Possibly in the collection of Prince Orloff, Paris. Private collection, London. (sale, Sotheby’s, London, 18 May 1938, no. 103). (Wildenstein, New York); sold to Samuel H. Kress [1863-1955] on 31 December 1942; gift 1952 to the National Gallery of Art; deaccessioned 1957 and returned to the Samuel H. Kress Foundation; gift to the Lowe Art Museum, University of Miami, Coral Gables, no. 61.023.000.

Catalogue Entry

Bernardino Fungai
Madonna and Child with Saints and Angels
K1341

Coral Gables, Fla., Joe and Emily Lowe Art Gallery, University of Miami (61.23), since 1961.(1) Wood. Diameter, 48 1/2 to 49 1/4 in. (123.2 to 125.1 cm.). Very good condition except for a few restorations. Probably painted about 1510/15,(2) this tondo is related, in both landscape and figures, to the altarpiece of the Madonna and Saints in the Pinacoteca, Siena, which is signed, and dated 1512.(3) The tondo is saved, however, from the me­diocrity of the artist's late style by a playful freedom of composition, by the motive, for example, of the Christ Child borne by angels on a flower-decked litter and cling­ing to the head of one of the angels to steady Himself. Mary of Egypt, whose prayer for clothing in her desert life was answered by a miraculous growth of her hair, kneels at the right.
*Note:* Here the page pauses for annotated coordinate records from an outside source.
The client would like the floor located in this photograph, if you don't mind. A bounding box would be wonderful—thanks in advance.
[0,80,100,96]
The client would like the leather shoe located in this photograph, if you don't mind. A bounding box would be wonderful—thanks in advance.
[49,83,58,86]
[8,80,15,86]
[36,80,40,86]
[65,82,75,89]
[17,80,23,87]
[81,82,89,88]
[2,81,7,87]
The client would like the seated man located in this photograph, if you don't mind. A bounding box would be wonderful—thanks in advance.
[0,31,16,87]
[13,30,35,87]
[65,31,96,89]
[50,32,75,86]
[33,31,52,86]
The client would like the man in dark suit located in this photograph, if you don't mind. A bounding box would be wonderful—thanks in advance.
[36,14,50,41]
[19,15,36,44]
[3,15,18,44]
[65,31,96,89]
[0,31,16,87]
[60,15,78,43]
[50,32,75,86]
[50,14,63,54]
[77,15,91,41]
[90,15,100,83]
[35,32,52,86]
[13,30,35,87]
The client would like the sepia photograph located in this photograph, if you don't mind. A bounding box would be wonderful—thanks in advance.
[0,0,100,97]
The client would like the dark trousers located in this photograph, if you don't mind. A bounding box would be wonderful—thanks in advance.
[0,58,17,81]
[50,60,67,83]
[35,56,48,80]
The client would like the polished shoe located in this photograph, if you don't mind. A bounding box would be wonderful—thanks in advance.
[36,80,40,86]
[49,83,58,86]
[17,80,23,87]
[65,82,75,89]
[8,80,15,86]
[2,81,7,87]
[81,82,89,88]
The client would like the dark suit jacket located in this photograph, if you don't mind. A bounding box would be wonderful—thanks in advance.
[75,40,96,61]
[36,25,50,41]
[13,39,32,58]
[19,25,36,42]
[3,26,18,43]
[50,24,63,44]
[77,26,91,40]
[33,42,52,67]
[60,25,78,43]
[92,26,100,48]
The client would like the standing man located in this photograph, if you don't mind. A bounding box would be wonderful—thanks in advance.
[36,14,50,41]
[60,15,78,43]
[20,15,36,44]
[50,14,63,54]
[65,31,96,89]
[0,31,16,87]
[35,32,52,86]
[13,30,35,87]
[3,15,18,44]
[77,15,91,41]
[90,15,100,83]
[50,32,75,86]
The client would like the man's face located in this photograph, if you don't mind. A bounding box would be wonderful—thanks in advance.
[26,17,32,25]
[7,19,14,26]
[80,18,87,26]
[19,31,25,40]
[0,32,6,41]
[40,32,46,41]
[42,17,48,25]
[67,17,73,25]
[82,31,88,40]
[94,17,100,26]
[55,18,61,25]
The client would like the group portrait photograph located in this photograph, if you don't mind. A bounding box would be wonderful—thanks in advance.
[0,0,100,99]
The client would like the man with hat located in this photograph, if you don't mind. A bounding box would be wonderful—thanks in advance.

Two other saints who experienced life in the desert, John the Baptist and Jerome, stand behind a parapet at the left; Franciscans, among whom St. Francis is receiving the stigmata, are shown in the distance at the right; and a little to their left St. Christopher, carrying the Christ Child, fords a stream. Provenance: Said to have come from the collection of Prince Orlóff, Paris (could it be the tondo of Fungai's 'Madonna and Child and Saints bought in Siena in 1827 by my friend Fauslinere (or Faushnere),who went to London,' as reported by E. Romagnoli in his early-nineteenth ­century manuscript on Sienese artists?(4)). Private Collec­tion, England (sold, Sotheby's, London, May 18, 1938, no. 103, as Fungai; bought by the following). Wildenstein's, New York (Italian Paintings, 1947, list in Introduction). Kress acquisition, 1942 –exhibited: National Gallery of Art, Washington, D.C. (800), 1945-55, as Fungai.

References

(1) Catalogue by F. R. Shapley, 1961, p. 28, as Fungai. (2) R. van Marle (Italian Schools of Painting, vol. XVI, 1937, p. 476) classifies this as a late work by Fungai, c. 1510/12. B. Berenson (in Dedalo, vol. XI, 1931, p. 760; Intemational Studio, vol. XCVIII, 1931, p. 22), while attribut­ing it to Fungai, notes the influence of Signorelli in the figure of St. Jerome, and of Umbrian painting and Sodoma in the landscape. (3) This altarpiece is reproduced by P. Bacci, Bernardino Fungai, 1947, fig. 17. (4) Ibid., p. 120. M. Davies (National Gallery Catalogues: Earlier Italian Schools, 1961, p. 207) suggests that this quotation may refer to no. 1331 in the National Gallery, London; the descrip­tion suits K1341 better.